You are not logged in.
Pages: 1
Hello,
I'm following some old exercises on site http://www.doc.ic.ac.uk/~wjk/UnixIntro/Exercise3.html
One of exercises tells me to:
Team up with a partner. Copy /bin/sh to your home directory. Type "chmod +s sh". Check the permissions on sh in the directory listing. Now ask your partner to change into your home directory and run the program ./sh. Ask them to run the id command. What's happened? Your partner can type exit to return to their shell.
So here's sh copied to /tmp/cwiczenia:
[mk@linux cwiczenia]$ chmod +x+s sh
[mk@linux cwiczenia]$ ls -l
razem 772
-r--r--r-- 1 mk users 0 11-26 15:34 plik
-rwsr-sr-x 1 mk users 787312 11-26 15:43 sh
And now I log in as other user:
[mk@linux ~]$ su kinia -
[kinia@linux mk]$ /tmp/cwiczenia/sh
sh-4.3$ whoami
kinia
What I'm doing wrong? Is Archlinux having some other security policy which disables me to do the trick?
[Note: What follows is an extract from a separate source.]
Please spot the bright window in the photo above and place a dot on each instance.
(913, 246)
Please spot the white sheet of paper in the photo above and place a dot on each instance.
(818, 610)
I expect that sh will show that whoami i s mk (my user name).
Wikipedia says:
setuid and setgid (short for "set user ID upon execution" and "set group ID upon execution", respectively)[1] are Unix access rights flags that allow users to run an executable with the permissions of the executable's owner or group respectively and to change behaviour in directories.
But also I don't have privileges of user mk while being logged in into that /tmp/sh:
sh-4.3$ ls -l
total 772
-r--r--r-- 1 mk users 0 Nov 26 15:34 plik
-rwsr-sr-x 1 mk users 787312 Nov 26 15:43 sh
sh-4.3$ chmod 644 plik
chmod: changing permissions of 'plik': Operation not permitted
What I'm doing wrong?
Last edited by mkkot (2016-11-27 11:24:08)
Offline
Unless you changed it from the default, on Arch Linux /bin/sh is actually a symbolic link to /bin/bash. When you copied it to /tmp/cwiczenia, you actually copied /bin/bash (you may notice the version string in the prompt matching the version of bash).
And it turns out that bash seems to drop all UIDs/GIDs other than the real ones, and your experiment fails.
If you had done the whole thing with a POSIX-compatible shell (e.g. dash), you would see something like this:
$ id
uid=1001(kinia) gid=1001(kinia) euid=1000(mk) egid=1000(mk) groups=1000(mk),...
$ whois
mk
Last edited by ayekat (2016-11-26 15:57:46)
Offline
Ok, that explains a lot! Thank you. I thought that there must be some non-standard security enhancement which doesn't allow me to do what I want and I was right about it.